Revista MS

Promotor nega negligência de paciente transplantada: "Lutou até o fim" (vídeo)

Quando Cláudia Aparecida da Rocha Chaves assistiu ao vídeo feito por duas alunas de medicina que comentavam sobre a situação clínica da filha, o sentimento foi de indignação. Em especial, quando as estudantes afirmaram que Vitória Chaves da Silva, morta aos 26 anos após uma vida de tratamento e três transplantes de coração – caso único no Brasil –, teria sido negligente com o tratamento. A jovem morreu de insuficiência renal 11 dias após o compartilhamento das imagens.

Com o objetivo de garantir que a filha tomasse os remédios obrigatórios para pessoas submetidas a transplantes de órgãos, Cláudia chegou a encarar idas e voltas de 17 horas de viagem por trecho, dentro de um ônibus, entre Goiás e a capital paulista.

Por ser de uma família simples, Cláudia apelava para o Ministério Público de Goiás, na comarca de Luziânia, que garantia, por meio de requerimentos, a compra de remédios, assim como a viabilização dos deslocamentos interestaduais, hospedagem e alimentação durante os períodos nos quais Vitória permaneceu no Instituto do Coração (Incor), da Faculdade de Medicina da USP.

Em entrevista exclusiva ao Metrópoles, o promotor de Justiça Julimar Alexandro da Silva, da 6ª Promotoria de Luziânia, afirmou que ajudou a viabilizar o tratamento da jovem, ressaltando que “nunca houve negligência”.

“Gostaria de ressaltar a luta da Cláudia em relação à filha. Tínhamos contato com ela há mais de 10 anos. De lá para cá, a Cláudia fez tudo o que podia, nunca vi uma mãe lutar tanto como ela lutou. Mesmo com muitas barreiras burocráticas, nunca largou a filha. A Vitória sempre ia à Promotoria com a Cláudia. A Vitória demonstrou grande garra para sobreviver, nunca deixou de tomar remédios. Não houve negligência nem da parte dela nem da mãe, pelo contrário.”

Houve casos emergenciais em que até um avião foi viabilizado, em parceria com o município, para transportar o medicamento, assim como levar Vitória para tratamento em São Paulo.

O caso de injúria

Vitória passou por três transplantes de coração e um de rim. O ineditismo das cirurgias foi comentado em um vídeo, como revelou o Metrópoles, por Gabrielli Farias de Souza e Thaís Caldeira Soares Foffano.

Gabrielli afirmou no registro que a paciente “não tomou os remédios que deveria tomar” e Thaís comentou que “essa menina está achando que tem sete vidas”. Ambas são investigadas pela Polícia Civil por injúria, devido à postagem compartilhada.

Os comentários das estudantes abalaram a família de Vitória. Além de encarar milhares de quilômetros para garantir a continuidade do tratamento e, com isso, aumentar a sobrevida da filha, Cláudia encarava maratonas burocráticas para conseguir apoio governamental à filha.

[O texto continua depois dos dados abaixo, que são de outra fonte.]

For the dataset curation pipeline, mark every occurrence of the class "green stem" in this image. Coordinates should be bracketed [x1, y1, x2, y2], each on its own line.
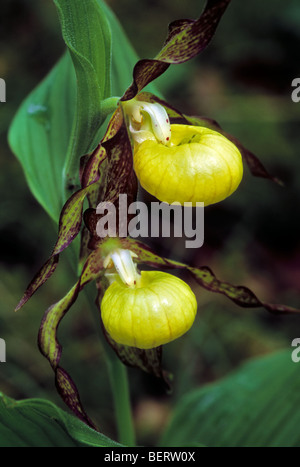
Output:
[62, 96, 120, 200]
[101, 97, 120, 118]
[85, 291, 136, 447]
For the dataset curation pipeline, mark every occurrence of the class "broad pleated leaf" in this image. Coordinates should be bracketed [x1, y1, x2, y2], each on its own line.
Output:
[0, 393, 121, 448]
[9, 0, 138, 222]
[160, 351, 300, 447]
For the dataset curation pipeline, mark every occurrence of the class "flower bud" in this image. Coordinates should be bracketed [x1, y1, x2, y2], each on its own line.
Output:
[101, 271, 197, 349]
[134, 125, 243, 206]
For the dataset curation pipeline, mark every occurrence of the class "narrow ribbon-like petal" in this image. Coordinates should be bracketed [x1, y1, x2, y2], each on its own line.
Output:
[122, 0, 231, 100]
[122, 239, 300, 314]
[38, 249, 103, 428]
[137, 92, 282, 185]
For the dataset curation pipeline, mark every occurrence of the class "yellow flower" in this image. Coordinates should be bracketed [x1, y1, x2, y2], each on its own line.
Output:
[101, 250, 197, 349]
[125, 101, 243, 206]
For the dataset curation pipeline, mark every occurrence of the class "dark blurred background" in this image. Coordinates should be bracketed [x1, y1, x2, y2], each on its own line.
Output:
[0, 0, 300, 445]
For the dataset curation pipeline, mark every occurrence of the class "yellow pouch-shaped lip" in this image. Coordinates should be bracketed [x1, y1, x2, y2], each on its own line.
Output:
[101, 271, 197, 349]
[134, 125, 243, 206]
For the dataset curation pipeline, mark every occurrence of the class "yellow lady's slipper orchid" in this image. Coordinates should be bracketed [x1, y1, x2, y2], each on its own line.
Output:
[134, 125, 243, 206]
[101, 250, 197, 349]
[124, 99, 243, 206]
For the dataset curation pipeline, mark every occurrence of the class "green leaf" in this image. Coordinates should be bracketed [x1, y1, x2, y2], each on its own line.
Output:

“A Vitória era uma menina dedicada, tomava os remédios certinho, e veio a acontecer alguma coisa com os órgãos dela, questão do tempo da sobrevida do transplante, mas não por falta de cuidado de minha filha”, afirmou Cláudia, referindo-se à morte da filha.

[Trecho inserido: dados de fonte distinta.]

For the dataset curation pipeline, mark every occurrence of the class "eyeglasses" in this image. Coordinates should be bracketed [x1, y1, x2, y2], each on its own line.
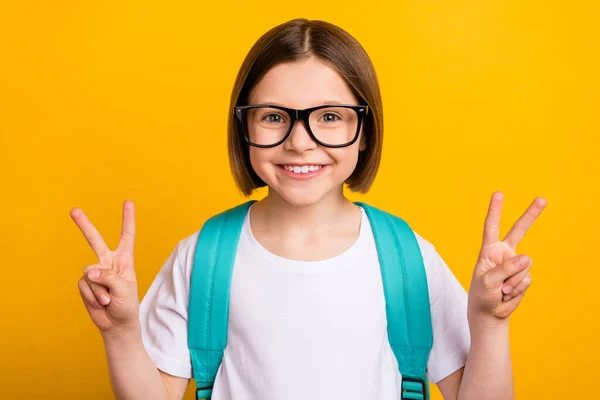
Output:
[234, 104, 369, 148]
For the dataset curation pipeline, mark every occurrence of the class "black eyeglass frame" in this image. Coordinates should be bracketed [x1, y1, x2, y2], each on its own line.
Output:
[234, 104, 369, 149]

O Metrópoles apurou que, ao menos desde 2016, a Promotoria de Luziânia instaurou procedimentos garantindo o custeio do tratamento da jovem. Ela tomava sete tipos de medicação.

Agressão e maus-tratos

Vitória era acompanhada no Incor desde 2004. A última internação começou em 26 de maio de 2023 e durou até o dia em que morreu, em 28 de fevereiro deste ano. Em 23 de agosto do ano passado, Vitória teria se envolvido em um conflito e, segundo a família, uma enfermeira a agrediu.

Em 9 de outubro, o promotor Julimar Alexandro da Silva encaminhou, em caráter de urgência, cópia de denúncia ao Ministério Público de São Paulo (MPSP) e solicitou a apuração sobre a agressão física, além de “outras situações de maus-tratos”, durante o período em que ela permaneceu internada no Incor.

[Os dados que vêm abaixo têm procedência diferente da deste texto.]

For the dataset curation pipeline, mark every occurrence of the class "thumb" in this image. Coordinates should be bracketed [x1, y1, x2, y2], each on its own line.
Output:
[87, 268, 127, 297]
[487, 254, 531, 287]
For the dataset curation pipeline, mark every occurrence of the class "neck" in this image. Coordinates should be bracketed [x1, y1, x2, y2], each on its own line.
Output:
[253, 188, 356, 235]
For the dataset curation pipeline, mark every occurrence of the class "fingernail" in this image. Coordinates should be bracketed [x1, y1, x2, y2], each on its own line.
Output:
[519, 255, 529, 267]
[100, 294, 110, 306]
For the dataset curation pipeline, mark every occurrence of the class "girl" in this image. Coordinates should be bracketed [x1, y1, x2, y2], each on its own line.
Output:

Os referidos maus-tratos mencionados pelo promotor no documento, como foi apurado pela reportagem, seriam gritos de algumas enfermeiras direcionados à paciente.

Na ocasião da agressão atribuída à profissional do Incor, a mãe de Vitória registrou um boletim de ocorrência on-line. “Mas, quando fui à delegacia para representar o caso, não quiseram formalizar o B.O., alegando que a Vitória era maior de idade e ela precisava fazer isso”, disse Cláudia.

A jovem, no entanto, estava internada e não tinha condições de se deslocar até a delegacia. “Aí me disseram que precisaria de uma procuração, mas o cartório cobrava um valor alto para ir até o hospital e a gente não tinha esse dinheiro.”

Entenda o caso

O caso envolvendo as estudantes de medicina veio à tona esta semana, após o vídeo postado por uma delas viralizar e chegar à família da paciente. Na gravação, apesar de não falarem o nome da jovem, as estudantes Gabrielli Farias de Souza e Thaís Caldeiras Soares Foffano mencionam os três transplantes cardíacos e indicam quando os procedimentos foram feitos — na infância, na adolescência e no início da maioridade, o que coincide com o quadro de Vitória.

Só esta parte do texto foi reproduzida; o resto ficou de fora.